CHP eski milletvekilleri, Parti Meclisi üyeleri ve il başkanlarıyla parti genel merkezinde bir araya gelen Kılıçdaroğlu, Türkiye’nin bir yol ayrımında olduğunu söyledi. Darbe girişimine ilişkin açıklamalarda bulunan Kılıçdaroğlu, “Bu darbe girişimine ben kontrollü bir darbe girişimi dedim. Arkasından 20 Temmuz’da yapılan sivil darbe geldi. OHAL’in ilanıyla şu anda biz bir darbe sürecinin içindeyiz. 12 Eylül darbesine bakın, aynı süreci şimdi yaşıyoruz. O dönemde darbe yapanlar apoletliydi, şimdi siviller. Israrla üzerinde duruyoruz, ‘Bunun siyasi ayağını ortaya çıkarın’ diye; ama siyasi ayağı ortaya çıkmıyor. Çıkaramıyorlar. Bugün geldiğimiz noktada tıpkı 12 Eylül darbecilerinin yaptığı gibi bir anayasa değişikliğiyle karşı karşıyayız” diye konuştu.

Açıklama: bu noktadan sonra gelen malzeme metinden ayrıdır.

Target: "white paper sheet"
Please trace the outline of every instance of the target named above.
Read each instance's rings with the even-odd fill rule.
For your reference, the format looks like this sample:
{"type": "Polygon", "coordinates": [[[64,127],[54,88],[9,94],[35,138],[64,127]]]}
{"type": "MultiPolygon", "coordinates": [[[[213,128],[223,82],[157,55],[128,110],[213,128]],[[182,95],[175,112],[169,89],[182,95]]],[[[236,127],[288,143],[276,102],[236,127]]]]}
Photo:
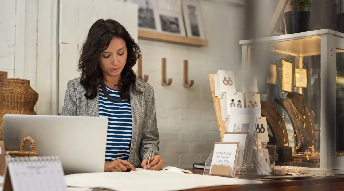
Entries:
{"type": "Polygon", "coordinates": [[[228,110],[227,110],[227,95],[226,94],[223,95],[222,102],[223,103],[223,112],[224,113],[223,116],[225,118],[229,119],[229,115],[228,114],[228,110]]]}
{"type": "Polygon", "coordinates": [[[68,186],[101,187],[117,191],[174,191],[223,185],[261,183],[261,181],[211,175],[144,170],[65,176],[68,186]]]}
{"type": "Polygon", "coordinates": [[[266,117],[262,117],[258,119],[257,125],[256,126],[256,131],[259,128],[258,137],[260,139],[261,142],[269,142],[269,133],[268,133],[268,125],[266,123],[266,117]]]}
{"type": "Polygon", "coordinates": [[[218,79],[218,72],[216,72],[215,77],[214,77],[214,79],[215,80],[215,96],[219,98],[222,97],[222,94],[225,93],[225,92],[222,92],[220,91],[220,82],[218,79]]]}

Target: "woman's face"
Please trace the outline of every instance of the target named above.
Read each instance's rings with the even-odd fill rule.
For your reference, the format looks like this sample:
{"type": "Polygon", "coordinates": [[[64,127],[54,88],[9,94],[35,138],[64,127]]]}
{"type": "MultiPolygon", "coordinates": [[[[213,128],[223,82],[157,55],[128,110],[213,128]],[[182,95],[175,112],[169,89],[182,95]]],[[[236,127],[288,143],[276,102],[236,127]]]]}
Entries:
{"type": "Polygon", "coordinates": [[[120,75],[127,61],[127,55],[125,41],[118,37],[112,38],[109,47],[100,54],[99,66],[103,75],[107,77],[120,75]]]}

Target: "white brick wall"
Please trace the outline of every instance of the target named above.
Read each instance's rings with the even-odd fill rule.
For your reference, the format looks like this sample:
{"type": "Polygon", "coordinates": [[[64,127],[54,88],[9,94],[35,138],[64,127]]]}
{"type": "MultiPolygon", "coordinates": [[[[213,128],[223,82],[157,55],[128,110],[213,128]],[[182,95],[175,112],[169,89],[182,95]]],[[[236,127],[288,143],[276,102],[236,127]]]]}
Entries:
{"type": "MultiPolygon", "coordinates": [[[[160,8],[180,10],[180,1],[159,0],[160,8]]],[[[164,166],[192,168],[205,162],[221,139],[208,75],[240,67],[240,40],[244,8],[201,1],[202,18],[209,46],[197,48],[139,40],[143,72],[154,88],[164,166]],[[228,21],[228,22],[224,22],[228,21]],[[161,59],[166,59],[170,86],[161,85],[161,59]],[[183,61],[189,63],[189,88],[183,85],[183,61]]]]}
{"type": "MultiPolygon", "coordinates": [[[[92,4],[93,1],[83,1],[84,3],[82,3],[80,8],[85,7],[85,9],[82,9],[78,13],[76,13],[76,16],[78,17],[79,20],[79,30],[75,32],[78,37],[84,36],[85,30],[88,30],[92,24],[87,22],[89,19],[86,17],[80,18],[79,15],[83,14],[82,11],[87,10],[88,7],[86,6],[88,4],[87,3],[92,4]],[[83,18],[85,19],[83,20],[83,18]]],[[[16,1],[0,1],[0,70],[8,71],[9,78],[13,77],[15,72],[16,1]]],[[[40,27],[37,22],[39,14],[37,12],[39,11],[37,11],[37,0],[28,0],[25,4],[24,77],[31,81],[31,86],[34,89],[34,85],[37,85],[38,88],[39,83],[42,84],[38,79],[36,81],[34,77],[36,72],[39,71],[41,73],[42,71],[50,70],[50,68],[43,68],[42,63],[37,65],[37,70],[35,69],[37,57],[34,55],[40,54],[34,50],[37,47],[35,39],[39,42],[42,39],[40,35],[37,36],[36,33],[37,28],[40,27]],[[33,49],[28,49],[29,47],[32,47],[33,49]]],[[[114,0],[110,2],[111,6],[115,6],[116,4],[122,4],[114,0]]],[[[243,38],[244,8],[204,0],[201,2],[203,25],[209,40],[208,46],[197,48],[138,41],[143,55],[143,72],[149,75],[148,82],[154,89],[160,136],[160,153],[164,159],[165,166],[190,168],[193,163],[205,161],[212,150],[214,143],[220,139],[208,75],[214,73],[219,69],[240,68],[241,49],[239,41],[243,38]],[[173,79],[170,86],[161,85],[161,59],[163,57],[167,59],[167,77],[173,79]],[[190,88],[184,88],[183,85],[183,61],[185,59],[189,60],[189,79],[195,81],[193,86],[190,88]]],[[[49,3],[55,2],[52,1],[49,3]]],[[[181,9],[180,0],[159,0],[158,2],[161,8],[175,11],[181,9]]],[[[50,4],[46,7],[50,8],[52,6],[50,4]]],[[[130,8],[129,7],[124,8],[125,11],[131,11],[126,9],[130,8]]],[[[42,11],[40,12],[41,14],[45,13],[42,11]]],[[[111,12],[111,17],[117,18],[121,15],[122,14],[119,12],[111,12]]],[[[39,25],[44,20],[43,16],[41,16],[42,17],[39,18],[43,19],[38,22],[39,25]]],[[[119,21],[120,21],[121,18],[118,18],[119,21]]],[[[128,16],[122,19],[122,22],[125,22],[126,20],[133,18],[128,16]]],[[[64,37],[63,39],[68,39],[68,34],[62,33],[60,35],[64,37]]],[[[71,41],[75,40],[77,44],[80,44],[83,40],[82,37],[71,39],[71,41]]],[[[40,46],[42,48],[42,45],[40,46]]],[[[40,96],[42,97],[44,96],[45,92],[41,89],[42,93],[40,96]]],[[[50,93],[48,95],[50,98],[50,93]]],[[[48,101],[45,100],[41,105],[43,106],[49,104],[48,101]]],[[[41,114],[44,114],[48,112],[42,112],[44,113],[41,114]]]]}

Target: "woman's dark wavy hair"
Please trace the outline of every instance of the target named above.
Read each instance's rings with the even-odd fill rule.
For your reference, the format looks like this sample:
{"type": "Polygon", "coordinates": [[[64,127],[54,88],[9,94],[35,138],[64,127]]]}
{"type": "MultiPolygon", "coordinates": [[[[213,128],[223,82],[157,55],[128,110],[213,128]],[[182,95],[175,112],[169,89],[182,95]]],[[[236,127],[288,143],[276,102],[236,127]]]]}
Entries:
{"type": "Polygon", "coordinates": [[[95,98],[99,93],[99,85],[104,84],[103,74],[99,66],[99,58],[114,36],[125,41],[128,50],[127,62],[121,72],[120,81],[116,85],[120,90],[120,99],[130,100],[129,92],[131,88],[133,88],[136,93],[142,93],[135,85],[136,77],[132,69],[141,55],[138,45],[124,27],[117,21],[99,19],[91,27],[80,50],[78,64],[78,70],[81,72],[80,83],[86,90],[85,96],[87,99],[95,98]]]}

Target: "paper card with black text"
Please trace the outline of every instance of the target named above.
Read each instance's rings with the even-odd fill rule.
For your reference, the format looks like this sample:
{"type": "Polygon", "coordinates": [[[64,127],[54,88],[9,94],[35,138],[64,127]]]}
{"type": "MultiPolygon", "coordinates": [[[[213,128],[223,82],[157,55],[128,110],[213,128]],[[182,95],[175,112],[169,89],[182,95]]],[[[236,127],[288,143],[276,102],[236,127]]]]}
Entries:
{"type": "Polygon", "coordinates": [[[239,145],[239,143],[215,143],[209,174],[232,176],[236,163],[239,145]],[[227,169],[227,172],[223,172],[221,168],[212,169],[213,166],[229,166],[230,168],[227,169]]]}

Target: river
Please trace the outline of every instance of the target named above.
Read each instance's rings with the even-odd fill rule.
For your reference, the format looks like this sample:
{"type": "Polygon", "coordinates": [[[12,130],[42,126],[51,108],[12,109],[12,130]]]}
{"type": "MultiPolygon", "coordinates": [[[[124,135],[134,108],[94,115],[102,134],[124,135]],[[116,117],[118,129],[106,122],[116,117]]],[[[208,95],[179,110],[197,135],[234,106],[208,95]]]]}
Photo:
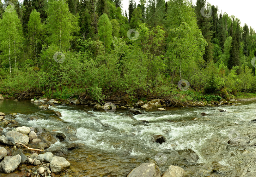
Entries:
{"type": "MultiPolygon", "coordinates": [[[[50,106],[61,113],[62,121],[53,119],[52,113],[40,109],[30,101],[5,100],[0,101],[0,112],[17,113],[15,120],[21,126],[65,134],[66,140],[58,141],[45,151],[64,153],[63,157],[81,176],[126,176],[141,163],[152,160],[157,162],[161,174],[173,165],[183,168],[186,176],[256,176],[253,142],[255,137],[256,145],[256,123],[251,121],[256,118],[256,102],[240,103],[237,106],[142,110],[142,114],[135,116],[128,110],[89,111],[91,114],[85,111],[82,105],[50,106]],[[227,112],[220,112],[220,109],[227,112]],[[201,116],[202,112],[207,116],[201,116]],[[32,116],[40,118],[28,120],[32,116]],[[149,123],[141,121],[143,120],[149,123]],[[235,134],[248,136],[250,143],[244,146],[228,144],[235,134]],[[166,142],[153,143],[153,134],[164,135],[166,142]],[[67,147],[74,143],[81,146],[68,150],[67,147]],[[198,155],[196,162],[179,155],[188,149],[198,155]],[[159,155],[160,160],[156,158],[159,155]]],[[[5,128],[3,134],[10,129],[5,128]]]]}

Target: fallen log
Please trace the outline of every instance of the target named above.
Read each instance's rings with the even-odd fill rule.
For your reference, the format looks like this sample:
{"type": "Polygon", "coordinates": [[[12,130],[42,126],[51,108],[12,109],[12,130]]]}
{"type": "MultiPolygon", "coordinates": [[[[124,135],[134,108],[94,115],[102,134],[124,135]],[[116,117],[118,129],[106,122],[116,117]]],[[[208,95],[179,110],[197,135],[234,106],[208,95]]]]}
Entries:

DEMOKRASİ Mİ, TEK ADAM REJİMİ Mİ?
Türkiye’nin tehlikeli bir sürecin içine sokulduğunu anlatan Kılıçdaroğlu, şöyle devam etti: “Yeni anayasa değişikliğiyle cumhurbaşkanı, yurt dışına gittiğinde seçimle gelmeyen birisi vekalet edecek. Ne zaman olur seçimle gelmeyen kişilerin vekaleti? Darbe dönemlerinde olur. Kenan Evren, darbeyi yaptı geldi. Seçimle mi geldi? Hayır. Ne kadar tehlikeli bir sürecin içine Türkiye’nin sokulduğunu bilmenizi isterim. O açıdan bu süreç, milli Kurtuluş Savaşı sürecimizin ikinci adımıdır. 80 milyon vatandaşımın tek tek sorumluluğu var. Kendi göbeğimizi kendimiz keseceğiz. Demokrasi mi istiyoruz, tek adam rejimi mi istiyoruz? Oylanan budur. Gerisi laf-ı güzaftır.”
“BUNUN AK PARTİ, CHP, MHP, HDP’YLE İLGİSİ YOK…”

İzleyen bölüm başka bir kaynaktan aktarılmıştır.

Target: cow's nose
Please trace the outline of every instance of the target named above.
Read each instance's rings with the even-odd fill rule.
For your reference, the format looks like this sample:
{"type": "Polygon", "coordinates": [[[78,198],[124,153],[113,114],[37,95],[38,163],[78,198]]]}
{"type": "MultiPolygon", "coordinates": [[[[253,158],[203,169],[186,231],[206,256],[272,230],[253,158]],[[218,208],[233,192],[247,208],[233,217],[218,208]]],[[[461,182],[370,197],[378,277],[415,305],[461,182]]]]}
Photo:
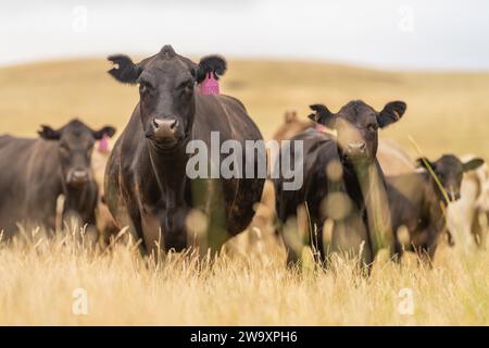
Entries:
{"type": "Polygon", "coordinates": [[[348,145],[348,153],[350,154],[364,154],[366,151],[366,144],[359,141],[359,142],[350,142],[348,145]]]}
{"type": "Polygon", "coordinates": [[[460,192],[452,192],[451,195],[452,200],[459,200],[460,199],[460,192]]]}
{"type": "Polygon", "coordinates": [[[88,182],[89,175],[87,170],[74,170],[72,172],[72,177],[70,178],[71,184],[86,184],[88,182]]]}
{"type": "Polygon", "coordinates": [[[175,130],[178,127],[178,120],[176,119],[153,119],[154,135],[159,138],[174,138],[175,130]]]}

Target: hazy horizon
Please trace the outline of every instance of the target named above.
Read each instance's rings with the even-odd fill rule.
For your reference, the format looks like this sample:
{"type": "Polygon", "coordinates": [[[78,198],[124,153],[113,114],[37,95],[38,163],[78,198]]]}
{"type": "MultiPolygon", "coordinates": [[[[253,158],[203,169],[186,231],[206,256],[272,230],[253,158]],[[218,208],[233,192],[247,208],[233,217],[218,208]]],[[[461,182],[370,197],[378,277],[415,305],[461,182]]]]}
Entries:
{"type": "Polygon", "coordinates": [[[489,2],[34,0],[2,4],[0,65],[145,55],[328,61],[387,70],[489,70],[489,2]]]}

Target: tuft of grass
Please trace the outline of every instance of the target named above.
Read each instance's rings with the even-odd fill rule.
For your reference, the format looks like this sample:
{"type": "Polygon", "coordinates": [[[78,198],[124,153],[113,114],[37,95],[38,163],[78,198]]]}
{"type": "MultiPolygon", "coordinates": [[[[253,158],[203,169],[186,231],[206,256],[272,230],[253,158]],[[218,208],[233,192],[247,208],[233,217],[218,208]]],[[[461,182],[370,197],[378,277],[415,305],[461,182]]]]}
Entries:
{"type": "Polygon", "coordinates": [[[1,325],[489,323],[489,252],[482,250],[441,246],[432,269],[412,256],[402,264],[377,260],[366,276],[337,253],[327,270],[310,264],[301,272],[279,257],[201,259],[187,251],[155,262],[141,258],[134,243],[104,251],[75,233],[34,234],[0,244],[1,325]],[[398,310],[403,288],[412,294],[412,314],[398,310]],[[87,295],[86,315],[72,310],[77,289],[87,295]]]}

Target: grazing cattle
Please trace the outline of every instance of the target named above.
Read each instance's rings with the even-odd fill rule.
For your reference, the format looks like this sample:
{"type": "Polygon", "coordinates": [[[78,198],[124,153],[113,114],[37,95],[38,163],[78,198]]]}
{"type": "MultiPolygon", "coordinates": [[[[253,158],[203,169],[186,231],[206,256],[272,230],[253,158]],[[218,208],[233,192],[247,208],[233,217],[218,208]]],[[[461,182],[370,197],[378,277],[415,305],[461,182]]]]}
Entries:
{"type": "Polygon", "coordinates": [[[0,137],[0,229],[11,237],[16,224],[55,228],[57,200],[63,219],[74,215],[95,228],[98,188],[90,167],[93,144],[115,129],[92,130],[78,120],[60,129],[42,126],[41,139],[0,137]]]}
{"type": "MultiPolygon", "coordinates": [[[[325,130],[323,126],[321,128],[317,127],[317,124],[309,119],[299,119],[296,111],[287,111],[284,115],[284,123],[275,132],[272,139],[281,142],[313,127],[316,127],[318,130],[325,130]]],[[[275,163],[276,156],[276,153],[271,153],[271,163],[275,163]]],[[[377,160],[380,163],[384,175],[413,173],[416,170],[413,159],[390,139],[379,139],[377,160]]]]}
{"type": "MultiPolygon", "coordinates": [[[[165,46],[138,64],[126,55],[109,60],[116,64],[110,74],[139,84],[140,96],[105,173],[105,201],[118,227],[128,226],[147,251],[181,250],[198,238],[197,228],[206,235],[202,243],[217,250],[248,226],[264,184],[244,175],[190,179],[186,173],[187,145],[210,147],[211,132],[240,145],[262,139],[239,100],[196,90],[208,74],[224,74],[224,59],[211,55],[196,64],[165,46]]],[[[256,169],[256,162],[258,157],[244,158],[240,173],[256,169]]]]}
{"type": "MultiPolygon", "coordinates": [[[[440,235],[448,232],[443,210],[450,201],[460,199],[463,174],[482,163],[481,159],[461,162],[444,154],[436,162],[418,159],[424,169],[419,172],[386,176],[392,229],[396,234],[402,226],[409,231],[410,243],[404,243],[404,249],[432,260],[440,235]]],[[[401,243],[396,246],[398,253],[402,253],[401,243]]],[[[449,243],[452,244],[450,235],[449,243]]]]}
{"type": "MultiPolygon", "coordinates": [[[[466,162],[475,156],[461,157],[466,162]]],[[[449,206],[447,224],[457,245],[468,247],[473,236],[478,247],[486,247],[489,223],[489,170],[487,163],[466,173],[462,179],[461,198],[449,206]]]]}
{"type": "MultiPolygon", "coordinates": [[[[358,100],[335,114],[325,105],[311,105],[315,113],[310,117],[336,129],[337,137],[306,129],[291,139],[303,141],[303,186],[299,190],[285,190],[285,179],[275,179],[277,214],[286,222],[305,209],[309,229],[317,227],[311,232],[317,235],[308,243],[323,258],[328,249],[358,253],[363,248],[362,259],[371,263],[380,248],[393,248],[384,175],[376,159],[378,128],[397,122],[405,108],[404,102],[393,101],[376,112],[358,100]],[[334,222],[330,236],[325,225],[328,220],[334,222]]],[[[285,148],[280,157],[284,151],[285,148]]],[[[294,262],[301,249],[288,240],[287,223],[280,229],[288,263],[294,262]]]]}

Anayasa değişikliği referandumunun bir parti seçimi olmadığını vurgulayan Kılıçdaroğlu, şunları kaydetti: “Bir kişiyi, başkanı kandırdınız mı devasa Türkiye Cumhuriyeti’ni ele geçiriyorsunuz. Müsteşar, genel müdür, büyükelçi, vali kim olacak? Bütün bunların hepsini o belirleyecek. Devletin bütün kadrolarını bir öğleden sonra tamamını değiştirecek ve devleti ele geçirecek. Böyle devlet olur mu? Olayın ne kadar tehlikeli boyutlara ulaştığını ve Türkiye’nin nasıl bir maceraya sürüklendiğini hep birlikte görüyor muyuz? Bunun AK Parti ile CHP ile MHP ile HDP ile Vatan Partisi ile Saadet Partisi ile ilgisi yok. Bu, bir Türkiye ve memleket sorunu.”